One moment Tristen's company crossed a wide meadowland in the bright sunlight; and in the next, slate gray ribbons of cloud raced across the heavens, broader and broader, until, rapid as the drawing of a canopy, the sun gave up a last few shafts.

"Gods!" Crissand said, for it was not only the gray space which changed so easily, but the world itself which had shifted, and Men and horses faltered in their march, dismayed. From the confidence of a world that could change but slowly, they had entered a territory where magic met magic and the sun itself was overwhelmed.

A sudden gale buffeted the foremost ranks, and lightning cracked and sheeted across the hills. From ranks behind them came wails of dismay: seasoned veterans and country lads who had run to the banners of the High King met hostile magic and wavered in their courage as the lightnings gathered alarmingly above their heads.
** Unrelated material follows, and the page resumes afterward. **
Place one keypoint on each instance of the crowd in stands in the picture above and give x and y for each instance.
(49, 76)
Tristen flung up his hand and willed the lightning elsewhere. It took a tree on the wooded ridge to their left: splinters flew in a burst of fire.

Owl came winging to him, and swung a broad, self-satisfied circle, on a light breeze.

Well, well, said the Wind. We are quick to seize the advantage, are we not? And confident?

Owl! Tristen would not distract himself in debate with his enemy. He let Owl settle on his fist, and sent out one burning message through the gray space to all he loved and trusted, nothing reserved now: Ward yourselves! Let nothing in or out!